This week’s most important headlines out of and about Africa.
In this week’s news, Facebook founder, Mark Zuckerberg visits Nigeria and Kenya, and African migrants flow into Mexico.
Mexico Issues Transit Visas to African Migrants
According to an Associated Press story reprinted by the Colorado Springs Gazette, authorities in Mexico have recently issued transit visas to an estimated 424 African migrants on their way to the United States.
The migrants are expected to apply for asylum in the United States when they get to the U.S.-Mexico border, the report states.
This story is intriguing because the recent flood of migrants into European Union countries has dominated the news. Not much has been reported about migrants from the African continent going elsewhere.

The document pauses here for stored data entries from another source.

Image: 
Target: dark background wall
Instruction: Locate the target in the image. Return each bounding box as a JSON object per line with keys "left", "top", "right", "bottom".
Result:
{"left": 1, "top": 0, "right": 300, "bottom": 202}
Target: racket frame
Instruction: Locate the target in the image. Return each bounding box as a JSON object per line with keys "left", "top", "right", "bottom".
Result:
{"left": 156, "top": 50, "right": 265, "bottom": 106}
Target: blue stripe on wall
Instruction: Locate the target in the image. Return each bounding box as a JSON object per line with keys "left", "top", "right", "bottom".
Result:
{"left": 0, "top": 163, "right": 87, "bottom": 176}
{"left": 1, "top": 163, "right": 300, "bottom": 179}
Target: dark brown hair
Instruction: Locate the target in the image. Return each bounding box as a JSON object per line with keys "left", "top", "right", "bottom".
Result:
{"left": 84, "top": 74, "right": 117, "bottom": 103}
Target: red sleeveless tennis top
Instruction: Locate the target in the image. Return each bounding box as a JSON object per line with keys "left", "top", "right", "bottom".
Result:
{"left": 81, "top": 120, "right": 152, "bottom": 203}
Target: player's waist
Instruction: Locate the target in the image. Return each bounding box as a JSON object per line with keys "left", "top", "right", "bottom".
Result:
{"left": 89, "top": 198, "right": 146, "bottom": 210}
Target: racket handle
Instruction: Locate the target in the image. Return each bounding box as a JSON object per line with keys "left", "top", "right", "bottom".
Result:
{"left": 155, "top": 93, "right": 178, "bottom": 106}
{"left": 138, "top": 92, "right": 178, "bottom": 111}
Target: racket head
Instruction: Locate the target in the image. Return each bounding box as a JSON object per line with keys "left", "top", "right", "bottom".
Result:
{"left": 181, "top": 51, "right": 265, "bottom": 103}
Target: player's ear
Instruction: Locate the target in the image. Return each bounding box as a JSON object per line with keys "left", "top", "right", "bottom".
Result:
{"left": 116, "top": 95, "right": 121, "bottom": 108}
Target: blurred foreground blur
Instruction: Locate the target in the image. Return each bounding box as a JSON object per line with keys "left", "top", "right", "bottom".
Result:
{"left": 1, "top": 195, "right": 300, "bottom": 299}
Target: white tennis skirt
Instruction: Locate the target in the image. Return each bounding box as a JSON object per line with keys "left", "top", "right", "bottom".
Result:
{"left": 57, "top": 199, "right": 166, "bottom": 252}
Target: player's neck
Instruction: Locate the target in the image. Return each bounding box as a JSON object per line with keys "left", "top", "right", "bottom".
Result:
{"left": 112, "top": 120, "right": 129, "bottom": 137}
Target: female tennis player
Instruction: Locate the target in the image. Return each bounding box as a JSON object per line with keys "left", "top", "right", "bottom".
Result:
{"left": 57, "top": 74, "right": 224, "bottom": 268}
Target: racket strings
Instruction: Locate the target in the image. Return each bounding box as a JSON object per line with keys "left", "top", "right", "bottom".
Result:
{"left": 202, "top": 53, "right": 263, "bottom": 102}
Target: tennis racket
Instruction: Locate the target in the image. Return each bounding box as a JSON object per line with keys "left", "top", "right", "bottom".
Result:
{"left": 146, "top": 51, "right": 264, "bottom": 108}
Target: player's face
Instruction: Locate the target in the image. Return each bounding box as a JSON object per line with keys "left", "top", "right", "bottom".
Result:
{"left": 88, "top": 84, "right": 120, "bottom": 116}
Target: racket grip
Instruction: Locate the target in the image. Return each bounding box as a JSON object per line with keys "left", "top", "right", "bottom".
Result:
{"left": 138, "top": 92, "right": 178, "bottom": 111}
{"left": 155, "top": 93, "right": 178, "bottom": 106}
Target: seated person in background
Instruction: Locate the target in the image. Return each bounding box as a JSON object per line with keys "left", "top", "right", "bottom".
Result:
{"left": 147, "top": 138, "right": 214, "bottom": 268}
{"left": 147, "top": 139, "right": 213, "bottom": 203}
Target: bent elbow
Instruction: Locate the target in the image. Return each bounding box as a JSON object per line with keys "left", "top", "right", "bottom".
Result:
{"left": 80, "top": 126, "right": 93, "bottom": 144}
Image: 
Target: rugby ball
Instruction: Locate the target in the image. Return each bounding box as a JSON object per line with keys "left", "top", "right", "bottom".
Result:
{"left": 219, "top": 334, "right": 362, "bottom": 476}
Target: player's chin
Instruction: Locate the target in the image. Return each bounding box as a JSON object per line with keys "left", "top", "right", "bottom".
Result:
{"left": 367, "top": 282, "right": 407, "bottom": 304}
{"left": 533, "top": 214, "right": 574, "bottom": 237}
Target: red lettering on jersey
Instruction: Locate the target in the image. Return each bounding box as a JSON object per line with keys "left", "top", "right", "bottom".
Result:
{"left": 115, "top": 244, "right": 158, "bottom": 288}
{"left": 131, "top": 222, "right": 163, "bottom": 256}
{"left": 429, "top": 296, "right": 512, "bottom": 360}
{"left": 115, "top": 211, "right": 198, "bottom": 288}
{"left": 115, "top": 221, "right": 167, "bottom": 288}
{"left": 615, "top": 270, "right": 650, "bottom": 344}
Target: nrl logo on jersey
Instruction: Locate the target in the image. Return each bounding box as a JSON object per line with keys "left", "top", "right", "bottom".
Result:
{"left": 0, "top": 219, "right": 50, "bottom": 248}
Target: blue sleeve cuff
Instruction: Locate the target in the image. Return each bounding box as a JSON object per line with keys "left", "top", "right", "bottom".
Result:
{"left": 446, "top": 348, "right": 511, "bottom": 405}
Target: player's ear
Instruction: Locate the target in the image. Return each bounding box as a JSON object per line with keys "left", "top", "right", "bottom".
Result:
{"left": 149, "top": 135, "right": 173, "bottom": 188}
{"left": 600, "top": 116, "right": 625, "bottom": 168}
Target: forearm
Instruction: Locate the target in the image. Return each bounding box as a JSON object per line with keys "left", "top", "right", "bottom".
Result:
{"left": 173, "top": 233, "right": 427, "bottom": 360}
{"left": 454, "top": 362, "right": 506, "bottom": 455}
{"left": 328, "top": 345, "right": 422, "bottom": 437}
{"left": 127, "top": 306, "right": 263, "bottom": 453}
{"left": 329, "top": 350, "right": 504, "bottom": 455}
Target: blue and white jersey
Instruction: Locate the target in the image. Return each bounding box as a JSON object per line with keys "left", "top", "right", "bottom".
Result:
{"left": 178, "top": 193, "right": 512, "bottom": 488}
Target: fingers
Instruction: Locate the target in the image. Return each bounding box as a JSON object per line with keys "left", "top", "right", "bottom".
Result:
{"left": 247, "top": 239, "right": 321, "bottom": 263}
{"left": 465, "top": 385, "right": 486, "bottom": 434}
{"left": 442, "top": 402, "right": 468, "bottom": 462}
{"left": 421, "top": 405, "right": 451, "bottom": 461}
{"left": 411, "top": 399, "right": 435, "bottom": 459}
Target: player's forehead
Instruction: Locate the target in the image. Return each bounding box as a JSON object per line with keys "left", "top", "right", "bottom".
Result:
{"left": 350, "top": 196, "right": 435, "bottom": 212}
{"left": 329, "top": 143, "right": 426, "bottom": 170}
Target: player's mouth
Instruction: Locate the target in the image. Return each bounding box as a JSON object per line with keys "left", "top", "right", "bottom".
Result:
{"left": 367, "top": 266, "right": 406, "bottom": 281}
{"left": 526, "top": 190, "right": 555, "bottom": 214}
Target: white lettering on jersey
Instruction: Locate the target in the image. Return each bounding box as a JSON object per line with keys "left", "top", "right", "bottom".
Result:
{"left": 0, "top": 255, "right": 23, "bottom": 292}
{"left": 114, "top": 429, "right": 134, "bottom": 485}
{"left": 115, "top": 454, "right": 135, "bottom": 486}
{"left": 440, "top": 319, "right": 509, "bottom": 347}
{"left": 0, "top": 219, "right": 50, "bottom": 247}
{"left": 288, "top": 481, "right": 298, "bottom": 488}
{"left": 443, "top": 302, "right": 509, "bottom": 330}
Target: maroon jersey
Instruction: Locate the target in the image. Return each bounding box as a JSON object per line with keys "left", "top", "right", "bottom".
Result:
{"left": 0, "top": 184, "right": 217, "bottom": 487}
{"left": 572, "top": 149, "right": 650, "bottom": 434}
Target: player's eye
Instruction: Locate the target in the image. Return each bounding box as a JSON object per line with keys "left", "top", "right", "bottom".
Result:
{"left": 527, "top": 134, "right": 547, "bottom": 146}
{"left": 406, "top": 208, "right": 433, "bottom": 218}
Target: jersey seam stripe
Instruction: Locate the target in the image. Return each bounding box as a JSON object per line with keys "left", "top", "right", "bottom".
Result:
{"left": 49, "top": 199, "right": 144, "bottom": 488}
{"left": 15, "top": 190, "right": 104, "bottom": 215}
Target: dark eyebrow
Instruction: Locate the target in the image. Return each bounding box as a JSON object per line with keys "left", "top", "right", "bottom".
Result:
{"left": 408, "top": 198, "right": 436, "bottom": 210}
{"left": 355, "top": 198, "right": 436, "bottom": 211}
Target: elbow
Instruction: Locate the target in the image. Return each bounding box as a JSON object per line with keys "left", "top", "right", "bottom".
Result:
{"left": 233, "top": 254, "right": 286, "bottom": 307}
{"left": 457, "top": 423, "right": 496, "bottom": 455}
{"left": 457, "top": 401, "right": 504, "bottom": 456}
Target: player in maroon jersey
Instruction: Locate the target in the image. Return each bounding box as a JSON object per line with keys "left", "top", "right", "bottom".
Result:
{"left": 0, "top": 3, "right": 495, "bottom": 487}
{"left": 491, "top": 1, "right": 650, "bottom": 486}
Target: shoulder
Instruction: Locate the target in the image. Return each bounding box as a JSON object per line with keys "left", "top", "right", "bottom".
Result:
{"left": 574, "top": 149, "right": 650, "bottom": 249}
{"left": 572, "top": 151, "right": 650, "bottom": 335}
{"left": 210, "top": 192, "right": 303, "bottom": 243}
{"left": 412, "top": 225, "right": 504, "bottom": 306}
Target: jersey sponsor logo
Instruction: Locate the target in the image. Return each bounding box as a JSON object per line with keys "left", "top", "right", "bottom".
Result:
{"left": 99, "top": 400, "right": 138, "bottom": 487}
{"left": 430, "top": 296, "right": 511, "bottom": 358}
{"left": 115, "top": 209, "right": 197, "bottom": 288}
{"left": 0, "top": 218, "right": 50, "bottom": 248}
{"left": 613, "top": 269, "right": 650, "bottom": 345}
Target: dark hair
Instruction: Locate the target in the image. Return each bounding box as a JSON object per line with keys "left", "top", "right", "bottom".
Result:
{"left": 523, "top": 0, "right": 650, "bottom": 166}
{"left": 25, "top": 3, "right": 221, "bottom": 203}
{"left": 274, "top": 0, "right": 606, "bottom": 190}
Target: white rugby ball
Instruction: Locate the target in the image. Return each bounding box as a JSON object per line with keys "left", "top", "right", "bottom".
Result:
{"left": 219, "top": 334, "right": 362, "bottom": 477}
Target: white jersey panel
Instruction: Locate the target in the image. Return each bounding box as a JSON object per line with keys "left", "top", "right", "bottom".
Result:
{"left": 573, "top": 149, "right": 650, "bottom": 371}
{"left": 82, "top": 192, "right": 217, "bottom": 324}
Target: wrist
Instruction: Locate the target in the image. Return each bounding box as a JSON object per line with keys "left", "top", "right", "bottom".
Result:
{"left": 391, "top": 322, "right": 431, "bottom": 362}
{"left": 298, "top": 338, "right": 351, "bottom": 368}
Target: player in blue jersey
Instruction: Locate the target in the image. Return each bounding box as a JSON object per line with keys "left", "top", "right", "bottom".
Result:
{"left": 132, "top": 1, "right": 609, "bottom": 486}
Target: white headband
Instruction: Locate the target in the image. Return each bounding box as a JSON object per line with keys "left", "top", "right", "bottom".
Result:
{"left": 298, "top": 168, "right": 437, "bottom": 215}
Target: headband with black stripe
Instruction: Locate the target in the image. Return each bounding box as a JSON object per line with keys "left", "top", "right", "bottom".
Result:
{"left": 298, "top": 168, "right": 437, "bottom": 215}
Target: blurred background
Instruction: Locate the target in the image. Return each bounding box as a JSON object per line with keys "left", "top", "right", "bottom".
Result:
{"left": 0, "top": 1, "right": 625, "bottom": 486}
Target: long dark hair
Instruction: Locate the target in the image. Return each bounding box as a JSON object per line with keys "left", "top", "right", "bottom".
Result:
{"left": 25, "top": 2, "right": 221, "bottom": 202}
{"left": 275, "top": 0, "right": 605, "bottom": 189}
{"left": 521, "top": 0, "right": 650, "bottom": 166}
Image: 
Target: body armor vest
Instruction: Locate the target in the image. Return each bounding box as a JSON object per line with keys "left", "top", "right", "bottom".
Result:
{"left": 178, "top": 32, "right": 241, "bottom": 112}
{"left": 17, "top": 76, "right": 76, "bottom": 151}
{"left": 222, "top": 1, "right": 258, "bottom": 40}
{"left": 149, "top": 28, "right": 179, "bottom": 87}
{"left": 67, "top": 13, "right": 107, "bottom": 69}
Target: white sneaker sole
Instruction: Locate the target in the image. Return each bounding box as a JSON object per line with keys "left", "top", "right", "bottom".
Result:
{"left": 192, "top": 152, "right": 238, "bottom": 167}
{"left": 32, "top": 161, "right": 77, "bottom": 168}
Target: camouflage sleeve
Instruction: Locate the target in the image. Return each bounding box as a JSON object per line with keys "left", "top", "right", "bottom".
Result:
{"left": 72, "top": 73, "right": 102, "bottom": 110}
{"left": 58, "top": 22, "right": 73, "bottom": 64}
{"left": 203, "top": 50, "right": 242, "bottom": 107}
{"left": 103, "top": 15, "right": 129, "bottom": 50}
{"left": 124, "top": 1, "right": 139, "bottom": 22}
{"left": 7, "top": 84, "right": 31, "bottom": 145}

“Immigration support staff in Tijuana has been aiding migrants from the Congo, Somalia and Ghana to arrive at the U.S. port of entry at San Isidro,” The Gazette reports.
Founder of Facebook Visits Nigeria and Kenya
When a young internet tycoon like Mark Zuckerberg goes to a continent that is often described by Western media as poor or third world, what are people supposed to do? Stay quiet? Not at all.
Everyone is talking about Zuckerberg’s visit to the African continent. That’s right!
Zuckerberg, whose company Facebook is pioneering a new way to deliver the internet from space, made the surprise trip to Lagos, the Nigerian capital on August 30 to a lot of media fanfare.
The story line is that Zuckerberg is very excited about Nigeria. On September 1, he visited Nairobi, the Kenyan capital to lots of fanfare as well.
As he prepared for a meeting with developers in Lagos, August 30, Zuckerberg said on his Facebook page, “Building a more connected world is an opportunity to listen to the world’s many voices.”
Meanwhile the visit to Nigeria and Kenya has brought on a controversy of its own.
Apparently some are upset with CNN for what they believe is a mischaracterization of Nigeria when a writer wrote a misleading headline which identified the country as “sub-Saharan Africa” instead of Nigeria.
The story prompted Quartz Africa to question why we still use the term “sub-Saharan Africa” when there are other phases or terminology that could be used in its place.